Because of this, the after effect is generally an exhausted person or child. It takes a lot out of you to have your body whip into high gear and hold like that for any amount to time, especially several minutes to as long as 45 minutes. Just 3-5 minutes feels like an eternity. I haven't seen a child go through a 45 minute meltdown, but I've heard of it. I can only imagine that child being out of action for the rest of the day.

So restraint, at first, will momentarily increase all effects of what the child is suffering that makes restraint necessary in the first place.

Now consider what it's like to anticipate being restrained. How would you feel, if you went into class with the conscious thought that you may be held down on the floor today? How would you feel if that was your thought every day? How would you fare if you already had an emotional disorder and that was stressing you out every day? That can be the effect of improper restraint and restraint used as a punishment. That added stress, makes it more difficult for a child to "behave" than without. That child already has a stressor in place that they cannot control and pushes them towards their personal limits of daily stress. This is more than simply learning to behave because of consequences of our actions. This is in excess of anything normal.

When my son throws a toy, I take it away. That's a natural consequence. I do not pin him to the floor. That would not be a natural consequence. Not anywhere in life.

My son has, years ago, had fits where he would bite himself or head bang. In those instances, where verbal failed to redirect him, I did scoop him up and hold him to stop it. He would escalate because that was the natural body reaction, but then, in time, calm down. I still remember the time around being 3 when he looked up at me and wanted to know why he couldn't stop. He recognized there was a problem, even at 3. Kids know and remember. We would do well to remember that ourselves.


Amy Caraballo said...

Something else that can cause the use of restraints to backfire - some people crave proprioceptive input. This means they like bear hugs and deep pressure on their bodies. Though restraint is often used to subdue an individual, it could inadvertently cause someone to purposely act out to receive that input.

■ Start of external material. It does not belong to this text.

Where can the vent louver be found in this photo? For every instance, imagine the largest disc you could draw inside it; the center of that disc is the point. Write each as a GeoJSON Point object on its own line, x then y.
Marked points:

The bottom line is that the use of restraint, in any form, should never be used unless there is real imminent danger - which would result in "serious" injury or death. Any by serious, I mean serious enough to cause permanent damage - not a kick or hit or hair pull.

Restraint has serious psychological side effects that are overlooked. There are many children who have deteriorated behavior and self esteem issues due to the misuse of restraint as punishment. Some actually have formal diagnosis of Post Traumatic Stress Disorder.

The use needs to be stopped. Much like a police officer is not supposed to shoot someone as a first line of defense, neither should anyone use restraints this way.

David Wilde said...

Excellent point Amy, a very excellent point.

Heather Babes said...

I couldn't have said it any better than Amy and Dave. Well done!